Jakarta (ANTARA News) - Kementerian Pertahanan akan mengevaluasi sembilan badan usaha produsen bahan peledak mengingat belum terpenuhinya kebutuhan bahan peledak di dalam negeri secara optimal.

Dirjen Potensi Pertahanan Kementerian Pertahanan Pos M Hutabarat di Jakarta Selasa mengatakan, selain perijinan sembilan perusahaan itu sudah mendekati selesai, evaluasi difokuskan pada konsistensi mereka untuk memenuhi kebutuhan dalam negeri.

"Selama ini, dari kebutuhan dalam negeri sekitar 450 ribu ton per tahun baru dapat dipenuhi sekitar 40 hingga 60 ribu ton oleh badan usaha bahan peledak dalam negeri," paparnya.

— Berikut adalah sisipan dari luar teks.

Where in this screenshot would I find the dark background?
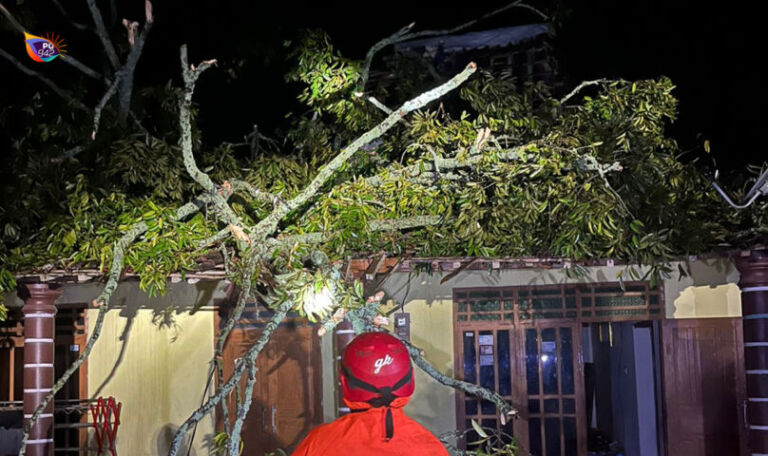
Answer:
[0,0,768,175]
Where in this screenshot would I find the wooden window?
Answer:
[454,282,664,456]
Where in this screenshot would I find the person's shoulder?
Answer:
[292,415,358,456]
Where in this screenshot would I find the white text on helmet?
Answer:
[373,355,394,375]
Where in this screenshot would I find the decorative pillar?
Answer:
[21,283,61,456]
[736,251,768,455]
[334,320,355,416]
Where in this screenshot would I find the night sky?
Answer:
[0,0,768,175]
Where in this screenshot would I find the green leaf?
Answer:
[472,418,488,439]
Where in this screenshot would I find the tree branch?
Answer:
[19,197,210,456]
[365,146,527,187]
[560,79,608,105]
[358,0,548,92]
[86,0,120,70]
[91,77,119,140]
[116,0,154,123]
[168,301,293,456]
[346,301,517,424]
[265,215,443,258]
[252,62,477,242]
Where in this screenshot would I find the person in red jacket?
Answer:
[292,332,448,456]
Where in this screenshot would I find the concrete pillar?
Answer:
[736,251,768,455]
[21,283,61,456]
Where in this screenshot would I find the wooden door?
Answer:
[516,321,587,456]
[661,318,747,456]
[219,324,322,456]
[457,321,586,456]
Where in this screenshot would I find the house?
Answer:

Padahal, lanjut Pos Hutabarat, bahan baku bahan peledak berupa amonium nitrat di dalam negeri cukup melimpah.

"Hanya campurannya saja yang masih impor. Namun, kondisi saat ini baik bahan baku maupun bahan campurannya kebanyakan masih impor. Padahal, kita ingin Indonesia bisa memproduksi bahan peledak utamanya untuk pasar dalam negeri baik untuk kepentingan militer maupun komersial," ujarnya.

Ia mengatakan evaluasi dilakukan terhadap perijinan usaha, perijinan produksi, pengadaan dan penyimpanan. "Evaluasi perijinan juga dilakukan pada ijin pendistribusian, dan jasa peledakan."

Kewenangan Kemhan untuk mengatur perijinan Badan Usaha Bahan Peledak sesuai Keputusan Presiden Nomor 125/1999 tentang Bahan Peledak yang merupakan salah satu kebijakan strategis nasionmal di bidang bahan peledak.

Keputusan presiden itu kemudian dijabarkan dalam Peraturan Menteri Pertahanan No22/2006 tentang pedoman, pengaturan, pembinaan, dan pengembangan Badan Usaha Bahan Peledak Komersial.

Perijinan untuk badan usaha yanhg dimaksud adalah Ijin Usaha Produksi di pabrik berlaku 10 tahun, Ijin Usaha Produksi di Lapangan berlaku dua tahun dan Ijin Pengadaan dan Pendistribusian berlaku dua tahun, Ijin Usaha Pergudangan dan Jasa Peledakan berlaku untuk dua tahun.

Keputusan Pemberian Jumlah Kuota Handak berlaku satu tahun, dan Rekomendasi Importir

Pos Hutabarat menambahkan Kemhan akan memberikan sanksi bagi perusahaan atau badan usaha yang terbukti tidak melakukan kegiatannya sesuai perijinan yang dikantonginya.

"Sanksi bisa berupa peringatan, pencabutan ijin maupun tidak diberikan rekomendasi lagi untuk mengimpor," katanya menegaskan.

Pos Hutabarat mengatakan evaluasi akan dilakukan segera mungkin, sehingga pada Juli 2011 dapat ditentukan tindaklanjut terhadap perusahaan-perusahaan tersebut.

Sembilan badan usaha bahan peledak itu PT Pindad, PT Dahana, Multi Nitrotama Kimia, Armindo Prima, Trifita Perkasa, Tridaya Esta Asa Karya Multi Pratama, Aneka Gas Industri, dan Meksis.

Evaluasi juga meliputi hubungan sinergitas dengan Badan Intelijen Negara dan Polri serta lembaga terkait lainnya.